Weil er sich wiederholt durch einen bellenden Hund in seiner Nachtruhe gestört fühlte, hat ein Mann in Karlsbad (Kreis Karlsruhe) per Flugblatt zur Tötung des Tieres aufgerufen.

Zwei Monate nach dem Verteilen der Flugblätter, hat die Polizei ihn nun identifiziert. Als dringend tatverdächtig gilt ein 48-Jähriger. Ihn erwartet nun ein Strafverfahren wegen Verleumdung und wegen öffentlicher Aufforderung zu einer Straftat. In den Anfang Oktober verteilten Flugblättern hatte der Mann für die Tötung des Hundes eine Belohnung von 1.000 Euro in Aussicht gestellt und einen Unbeteiligten als Verfasser genannt.
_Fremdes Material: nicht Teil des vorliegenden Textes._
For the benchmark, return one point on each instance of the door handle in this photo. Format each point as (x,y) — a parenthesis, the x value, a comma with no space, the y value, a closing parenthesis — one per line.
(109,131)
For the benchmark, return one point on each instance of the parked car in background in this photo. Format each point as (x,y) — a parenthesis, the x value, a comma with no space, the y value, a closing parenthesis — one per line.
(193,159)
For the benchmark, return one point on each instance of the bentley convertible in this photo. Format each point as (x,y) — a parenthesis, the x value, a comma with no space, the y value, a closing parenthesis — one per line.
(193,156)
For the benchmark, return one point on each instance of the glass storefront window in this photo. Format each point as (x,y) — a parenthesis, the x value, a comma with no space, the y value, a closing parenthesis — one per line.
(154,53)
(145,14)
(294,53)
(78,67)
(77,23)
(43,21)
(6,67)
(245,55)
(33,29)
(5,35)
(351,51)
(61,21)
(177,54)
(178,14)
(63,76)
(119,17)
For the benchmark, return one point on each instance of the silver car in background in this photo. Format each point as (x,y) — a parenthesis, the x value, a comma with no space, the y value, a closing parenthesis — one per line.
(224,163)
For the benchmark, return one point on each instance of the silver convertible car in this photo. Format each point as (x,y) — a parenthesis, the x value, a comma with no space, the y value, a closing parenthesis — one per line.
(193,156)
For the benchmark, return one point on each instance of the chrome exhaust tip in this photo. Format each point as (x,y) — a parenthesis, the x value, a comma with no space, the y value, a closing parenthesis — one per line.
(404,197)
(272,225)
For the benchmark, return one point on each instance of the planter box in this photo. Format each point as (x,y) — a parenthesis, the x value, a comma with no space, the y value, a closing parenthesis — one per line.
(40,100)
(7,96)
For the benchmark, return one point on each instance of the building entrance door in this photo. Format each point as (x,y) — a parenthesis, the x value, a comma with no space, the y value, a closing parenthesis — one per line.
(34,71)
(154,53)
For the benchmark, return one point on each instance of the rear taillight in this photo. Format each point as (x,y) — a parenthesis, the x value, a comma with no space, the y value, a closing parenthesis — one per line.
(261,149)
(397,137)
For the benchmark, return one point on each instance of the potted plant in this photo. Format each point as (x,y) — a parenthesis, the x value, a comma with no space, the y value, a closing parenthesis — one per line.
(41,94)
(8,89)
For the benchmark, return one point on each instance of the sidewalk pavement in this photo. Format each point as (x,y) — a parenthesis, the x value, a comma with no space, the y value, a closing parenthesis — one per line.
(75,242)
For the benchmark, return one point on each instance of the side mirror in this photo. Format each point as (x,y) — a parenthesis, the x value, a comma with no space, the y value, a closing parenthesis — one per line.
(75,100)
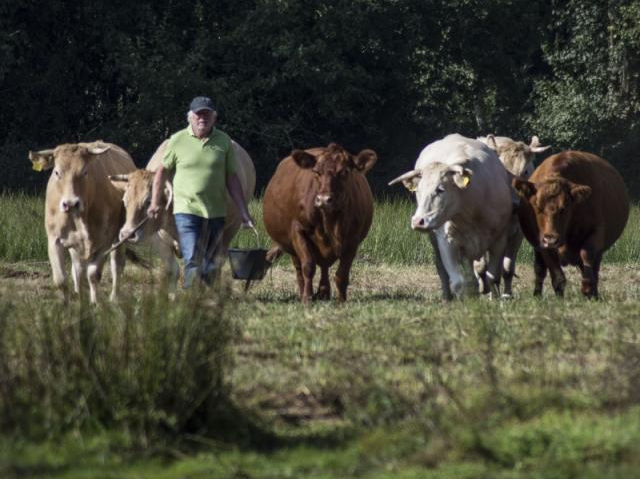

Die Polizei schritt ein, nachdem der namentlich erwähnte angebliche Verfasser wegen Verleumdung Anzeige erstattet hatte. Die Beamten prüften in den vergangenen Wochen rund zwei Dutzend Flugblätter, die in Briefkästen, an Fahrzeugen und auf der Straße gefunden worden waren. Beim Vergleich mit früheren Beschwerdeschreiben des 48-Jährigen entdeckten sie inhaltliche und formale Übereinstimmungen. Damit konfrontiert, habe der Mann schließlich eingeräumt, die Flugblätter geschrieben und verteilt zu haben, so die Polizei am Donnerstag.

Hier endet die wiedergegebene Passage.